Open metanil opened this issue 9 years ago • 3 comments

Currently,

@RequestMapping(value = "/abc/{id}/def", method = RequestMethod.PUT)
void methodA(@PathVariable("id") int id) {}

is not supported if you define more than one /abc/*** URI base.

Only trailing PathVariable is currently supported like:

@RequestMapping(value = "/abc/def/{id}", method = RequestMethod.PUT)
void methodA(@PathVariable("id") int id) {}

@RequestMapping(value = "/abc/efg/{id}", method = RequestMethod.PUT)
void methodB(@PathVariable("id") int id) {}

This is ok because /abc/def/ is unique and /abc/efg is unique.

UPDATE In the middle are supported btw.
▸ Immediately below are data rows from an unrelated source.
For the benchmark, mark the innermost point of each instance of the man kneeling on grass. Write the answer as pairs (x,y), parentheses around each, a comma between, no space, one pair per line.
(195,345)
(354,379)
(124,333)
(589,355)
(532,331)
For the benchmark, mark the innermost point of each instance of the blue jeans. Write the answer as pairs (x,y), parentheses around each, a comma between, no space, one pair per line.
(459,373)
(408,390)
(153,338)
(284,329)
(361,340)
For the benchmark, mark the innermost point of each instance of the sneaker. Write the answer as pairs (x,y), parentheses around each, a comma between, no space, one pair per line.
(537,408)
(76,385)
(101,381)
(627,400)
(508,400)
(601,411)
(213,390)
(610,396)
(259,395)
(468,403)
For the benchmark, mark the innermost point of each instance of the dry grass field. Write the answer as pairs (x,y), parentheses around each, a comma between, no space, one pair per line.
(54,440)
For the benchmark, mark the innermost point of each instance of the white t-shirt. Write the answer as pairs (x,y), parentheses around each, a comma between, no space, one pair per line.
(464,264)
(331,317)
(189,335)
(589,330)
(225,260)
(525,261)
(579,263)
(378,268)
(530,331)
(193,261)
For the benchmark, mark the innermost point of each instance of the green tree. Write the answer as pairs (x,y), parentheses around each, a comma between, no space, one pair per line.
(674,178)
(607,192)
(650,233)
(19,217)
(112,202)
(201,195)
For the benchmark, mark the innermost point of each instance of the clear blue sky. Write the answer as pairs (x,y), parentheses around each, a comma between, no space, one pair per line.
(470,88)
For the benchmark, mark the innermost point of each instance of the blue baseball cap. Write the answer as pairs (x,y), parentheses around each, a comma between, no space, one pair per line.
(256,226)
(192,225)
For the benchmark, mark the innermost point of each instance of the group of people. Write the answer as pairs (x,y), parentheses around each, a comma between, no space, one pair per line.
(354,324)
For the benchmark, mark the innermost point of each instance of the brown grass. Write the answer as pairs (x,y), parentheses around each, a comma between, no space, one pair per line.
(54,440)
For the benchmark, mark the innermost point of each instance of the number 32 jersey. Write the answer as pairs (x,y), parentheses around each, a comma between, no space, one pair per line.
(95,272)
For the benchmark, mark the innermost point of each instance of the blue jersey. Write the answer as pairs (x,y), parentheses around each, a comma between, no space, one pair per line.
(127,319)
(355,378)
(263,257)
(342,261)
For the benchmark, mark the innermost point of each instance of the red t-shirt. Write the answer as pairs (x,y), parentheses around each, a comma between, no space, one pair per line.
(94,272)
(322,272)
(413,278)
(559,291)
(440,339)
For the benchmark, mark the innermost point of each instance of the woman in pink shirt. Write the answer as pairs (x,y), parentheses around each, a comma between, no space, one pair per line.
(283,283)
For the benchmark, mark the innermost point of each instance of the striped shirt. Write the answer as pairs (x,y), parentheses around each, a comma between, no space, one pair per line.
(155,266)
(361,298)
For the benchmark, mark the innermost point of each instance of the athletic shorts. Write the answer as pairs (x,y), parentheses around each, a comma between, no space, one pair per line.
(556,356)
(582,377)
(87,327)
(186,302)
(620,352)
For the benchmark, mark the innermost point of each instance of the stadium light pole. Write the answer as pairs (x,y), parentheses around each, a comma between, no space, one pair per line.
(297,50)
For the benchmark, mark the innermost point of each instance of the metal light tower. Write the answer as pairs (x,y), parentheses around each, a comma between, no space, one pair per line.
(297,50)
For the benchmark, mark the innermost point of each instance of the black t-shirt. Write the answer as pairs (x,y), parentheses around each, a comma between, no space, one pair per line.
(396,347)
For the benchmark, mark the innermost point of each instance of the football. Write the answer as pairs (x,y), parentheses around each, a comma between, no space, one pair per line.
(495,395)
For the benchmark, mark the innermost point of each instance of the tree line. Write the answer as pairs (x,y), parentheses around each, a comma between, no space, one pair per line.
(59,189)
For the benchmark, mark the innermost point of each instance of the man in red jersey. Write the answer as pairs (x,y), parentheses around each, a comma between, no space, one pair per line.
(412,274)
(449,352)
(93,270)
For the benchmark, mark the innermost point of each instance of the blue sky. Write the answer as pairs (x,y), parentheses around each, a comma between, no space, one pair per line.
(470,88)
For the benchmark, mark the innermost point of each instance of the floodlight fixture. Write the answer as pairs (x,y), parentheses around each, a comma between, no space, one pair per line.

Just unique bases are supported.

This does not work:

@RequestMapping(value = "/abc/{id}/foo", method = RequestMethod.PUT)
void methodA(@PathVariable("id") int id) {}


@RequestMapping(value = "/abc/{id}/bar", method = RequestMethod.PUT)
void methodB(@PathVariable("id") int id) {}

This does...

@RequestMapping(value = "/abc/foo/{id}", method = RequestMethod.PUT)
void methodA(@PathVariable("id") int id) {}


@RequestMapping(value = "/abc/bar/{id}", method = RequestMethod.PUT)
void methodB(@PathVariable("id") int id) {}

The start of the URI has to be unique. Path vars can be anywhere in the middle as long as the roots are all unique.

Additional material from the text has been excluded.